Les concerts de jazz, les Black Panthers, Jim Morrison… Toute cette culture n’existait pas dans le bidonville. Nous, on avait Rapat, les danses allaoui… C’était la culture arabe, les musiques arabes. Et nos parents n’étaient pas instruits, mon père ne savait pas lire. Du coup notre culture était souvent réduite à ce que les parents savaient déjà, ou à ce que les anciens leur disaient. Il y avait ceux qu’on appelait les marabouts. Ils connaissaient bien le Coran, ils détenaient la parole et avaient une capacité de jouer avec les mots, le langage. Leur parole était sacrée, on ne pouvait pas la remettre en cause. On n’avait pas les capacités, on ne maîtrisait pas la langue arabe, donc pour nos parents, c’était « Il a dit », « Il a dit »… Et quand ils disaient « Il a dit », il fallait justement ne plus rien dire et se taire ! En face, d’un coup, l’université ouvre, avec la musique, le jazz, tout ça… Les étudiants, eux, avaient accès aux livres. Ils venaient, ils nous mettaient parfois devant nos contradictions : « Ça se passe comme ça, faut pas croire… » Tout une autre culture est venue s’ajouter à la nôtre. Avant, j’avais une vision de la culture française qui était celle de l’école, celle de « Nos ancêtres les Gaulois », que j’avais toujours refusée. Il y avait vraiment une fracture entre les deux cultures. Et quand j’ai découvert ces étudiants, ce n’était plus du tout cette vision. Ça s’ouvrait, ça se rencontrait.
Comment ?
Ces rencontres, elles se sont nouées quand il se passait quelque chose, autour du bordel. Avant 68 déjà, il y avait des échauffourées, des bagarres à l’université. Et moi je faisais partie de ceux qui osaient déjà un peu entrer à l’université. Je participais aux bagarres. C’est comme ça que ça s’est construit, sans avoir ni projet ni rien du tout. Jacques Barda, l’ancien compagnon d’Annette Lévy, qui venait de l’École des Beaux-Arts, est arrivé un jour au bidonville un peu après 1968. On avait ce problème d’approvisionnement en eau et il voulait percer la canalisation pour la faire dériver jusqu’au bidonville ! C’est comme ça qu’on s’est croisés et c’est de là que c’est parti. Jacques, c’était plutôt une sorte de recruteur de Vive la révolution [VLR], il cherchait des personnes qui avaient du bagou. À l’époque, il y avait deux groupuscules qui étaient un peu rivaux. Il y avait VLR qui était plus du côté festif et la Gauche Prolétarienne [GP] qui était plutôt très carrée. Moi j’ai vite choisi VLR pour ce côté spontané, c’est ce que j’aimais. Je me disais : vivre vite et mourir jeune. Je ne voulais pas sortir du bidonville pour retrouver ce côté très militaire et fermé.

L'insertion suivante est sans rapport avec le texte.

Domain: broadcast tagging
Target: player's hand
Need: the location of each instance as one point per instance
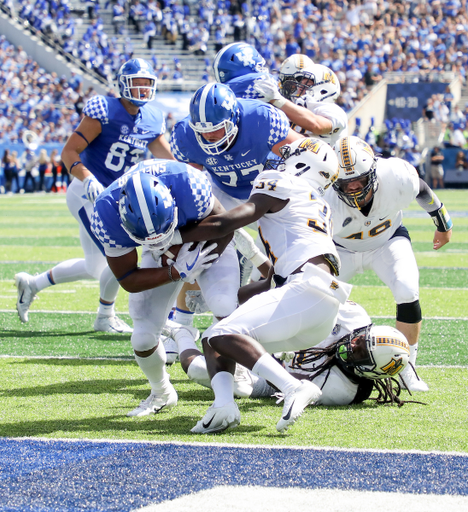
(440, 239)
(268, 91)
(196, 302)
(92, 187)
(190, 264)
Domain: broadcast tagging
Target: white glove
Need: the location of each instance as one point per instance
(92, 187)
(190, 264)
(195, 301)
(269, 92)
(245, 244)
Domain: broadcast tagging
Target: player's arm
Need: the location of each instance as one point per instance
(303, 117)
(79, 140)
(160, 148)
(218, 226)
(291, 137)
(428, 200)
(297, 114)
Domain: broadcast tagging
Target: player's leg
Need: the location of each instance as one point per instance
(149, 310)
(396, 266)
(89, 267)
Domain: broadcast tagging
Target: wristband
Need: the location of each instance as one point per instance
(259, 259)
(279, 103)
(441, 219)
(74, 164)
(127, 274)
(169, 272)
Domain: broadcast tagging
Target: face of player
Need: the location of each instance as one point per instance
(355, 186)
(303, 86)
(215, 136)
(139, 90)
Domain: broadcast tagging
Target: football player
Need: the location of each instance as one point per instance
(295, 228)
(367, 202)
(307, 95)
(346, 366)
(240, 66)
(145, 207)
(113, 135)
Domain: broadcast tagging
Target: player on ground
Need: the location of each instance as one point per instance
(294, 224)
(367, 202)
(145, 207)
(346, 366)
(307, 95)
(113, 135)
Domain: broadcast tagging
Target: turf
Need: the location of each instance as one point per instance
(61, 379)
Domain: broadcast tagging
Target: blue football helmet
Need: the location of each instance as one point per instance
(213, 107)
(237, 59)
(132, 69)
(147, 211)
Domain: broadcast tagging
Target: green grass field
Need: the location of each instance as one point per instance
(60, 379)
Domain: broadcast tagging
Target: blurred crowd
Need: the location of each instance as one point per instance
(360, 40)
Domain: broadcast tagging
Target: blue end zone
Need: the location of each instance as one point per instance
(41, 475)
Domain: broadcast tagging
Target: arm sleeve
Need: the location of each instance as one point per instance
(426, 198)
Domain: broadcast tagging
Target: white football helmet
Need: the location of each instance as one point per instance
(326, 86)
(375, 352)
(356, 161)
(312, 160)
(295, 76)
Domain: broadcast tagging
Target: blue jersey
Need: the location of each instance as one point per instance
(124, 138)
(261, 126)
(243, 86)
(189, 187)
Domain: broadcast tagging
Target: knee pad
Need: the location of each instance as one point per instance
(143, 341)
(409, 312)
(198, 373)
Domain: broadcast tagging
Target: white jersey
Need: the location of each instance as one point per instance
(337, 388)
(332, 112)
(398, 186)
(298, 232)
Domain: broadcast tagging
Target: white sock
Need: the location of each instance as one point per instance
(106, 309)
(43, 281)
(154, 367)
(223, 387)
(185, 341)
(273, 372)
(183, 317)
(413, 353)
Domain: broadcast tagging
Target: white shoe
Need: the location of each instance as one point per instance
(295, 402)
(111, 324)
(218, 419)
(411, 381)
(171, 329)
(156, 403)
(172, 351)
(26, 294)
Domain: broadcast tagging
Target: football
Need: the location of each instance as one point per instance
(170, 254)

« Je me disais : vivre vite et mourir jeune. Je ne voulais pas sortir du bidonville pour retrouver ce côté très militaire et fermé. »
Il y avait aussi un groupe à l’intérieur de l’université avec des Martiniquais, dont Roland Junod — un étudiant du Jura suisse, mon copain —, qui avait appris à jouer des percussions et faisait de la philo. Les copains avaient introduit la musique antillaise ; Roland, lui, c’était plutôt jazzy ; en fréquentant VLR et le Front de libération de la jeunesse [FLJ], la pop est entrée dans le jeu. Ça se passait plutôt en extérieur, ici, sur place, à Nanterre. On appelait ça des trucs sauvages, la France sauvage. On se retrouvait avec des bouteilles, un bout de shit et on faisait la fête. Des fois, à l’université, des gars mettaient de la musique à la fenêtre d’une chambre, alors chacun ramenait quelque chose et c’était parti ! Ça nous faisait la soirée. On finissait le soir avec de grands feux vers la résidence à l’université et quand on avait un peu trop bu, on se retrouvait sur l’île. Ça sortait les instruments, les tambours, on recréait un peu nos univers imaginaires, la savane, le bled. C’est de là qu’est venue la musique… C’était les débuts de Bob Dylan, ça chantait du Brassens. Ça bougeait entre l’université et des bâtiments des bidonvilles. Aux Marguerites, il y avait des appartements où on se retrouvait avec les gens de VLR. On se retrouvait à cinq ou six quand on descendait pour les manifs. Il y avait Khetib, Alain… Ah, Alain ! À l’époque on l’appelait pas comme ça, on l’appelait Khekhet’ ! Je n’ai su qu’après qu’il était mort en prison… De cette époque, j’ai gardé beaucoup de liens : avec Richard Deshayes, du FLJ, avec Henri Leclerc, l’avocat, Yann Chouque, Roland Junot, des amis qui habitaient Nanterre. Certaines relations sont restées, d’autres se sont brisées tout de suite. Mais tout ça, ce moment d’ouverture, ça s’est vite refermé.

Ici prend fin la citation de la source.